Japanese author/translator/fan Takumi Shibano dies

Japanese author, translator, and fan Takumi Shibano died of pneumonia on 16 January 2010. Born 27 October 1926 in the central Japanese prefecture of Ishikawa, he co-founded and edited Uchuujin (Cosmic Dust or Space Dust), Japan’s first science-fiction fan magazine, in 1957. It slipped from monthly to irregular in the early 1970s, and published its 202nd issue last Spring. Shibano also taught high school math at Tokyo Municipal Koyamadai High School from 1951 to 1977, when he quit due to chronic asthma.
His first short story was published in 1951, and he also wrote three children’s novels: Superhuman ‘Plus X’ (1969), Operation Moonjet (1969), and Revolt in North Pole City (1977). In 1977, he left teaching, for a full-time career as a translator, working under the pen name of Kozumi Rei (which was a bit of wordplay on “Cosmic Ray”). Among the novels he translated were E.E. “Doc” Smith’s Lensman series, Hal Clement’s Needle, and Larry Niven’s Ringworld.

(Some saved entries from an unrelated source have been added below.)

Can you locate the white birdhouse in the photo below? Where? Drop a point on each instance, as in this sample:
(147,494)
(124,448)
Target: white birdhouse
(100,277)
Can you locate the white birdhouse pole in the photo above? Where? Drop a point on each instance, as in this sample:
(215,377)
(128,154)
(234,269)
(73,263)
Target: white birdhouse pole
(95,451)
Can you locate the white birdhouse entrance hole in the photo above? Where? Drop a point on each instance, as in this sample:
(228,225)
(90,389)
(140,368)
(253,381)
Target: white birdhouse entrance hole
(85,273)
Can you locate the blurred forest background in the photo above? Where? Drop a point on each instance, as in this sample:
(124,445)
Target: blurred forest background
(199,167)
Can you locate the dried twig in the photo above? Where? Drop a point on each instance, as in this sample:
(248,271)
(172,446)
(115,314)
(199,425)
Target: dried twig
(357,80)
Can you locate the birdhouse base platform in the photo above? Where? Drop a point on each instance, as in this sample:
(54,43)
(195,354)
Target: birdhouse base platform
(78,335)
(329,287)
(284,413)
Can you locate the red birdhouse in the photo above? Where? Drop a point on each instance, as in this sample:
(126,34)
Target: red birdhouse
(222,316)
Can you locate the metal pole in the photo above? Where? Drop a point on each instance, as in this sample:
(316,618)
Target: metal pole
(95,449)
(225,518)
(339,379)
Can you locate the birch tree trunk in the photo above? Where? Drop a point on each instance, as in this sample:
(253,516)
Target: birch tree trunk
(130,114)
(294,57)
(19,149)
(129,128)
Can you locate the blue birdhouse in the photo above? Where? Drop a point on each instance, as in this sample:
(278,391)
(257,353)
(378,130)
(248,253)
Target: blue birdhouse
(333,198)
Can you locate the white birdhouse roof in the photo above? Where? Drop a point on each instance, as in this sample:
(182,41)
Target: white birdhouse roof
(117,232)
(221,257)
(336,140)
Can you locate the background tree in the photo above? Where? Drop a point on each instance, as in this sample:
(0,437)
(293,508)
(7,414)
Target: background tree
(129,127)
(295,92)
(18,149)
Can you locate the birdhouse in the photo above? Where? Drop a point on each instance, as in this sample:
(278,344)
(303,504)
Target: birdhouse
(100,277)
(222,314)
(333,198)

Later, he branched out into anime work, and consulted with Tatsunoko Productions on a number of science fiction classics, including Tekkaman, Gatchaman F, and Casshan.
Shibano chaired the first Japanese National SF Convention, in 1962, and was a Guest of Honor at the 1996 World Science Fiction Convention, LAcon III, in Los Angeles, California, and at the 2007 WorldCon, in Tokyo, Japan.
Shibano married Sachiko Takahashi in 1954, and the couple had two daughters, Miho and Minae.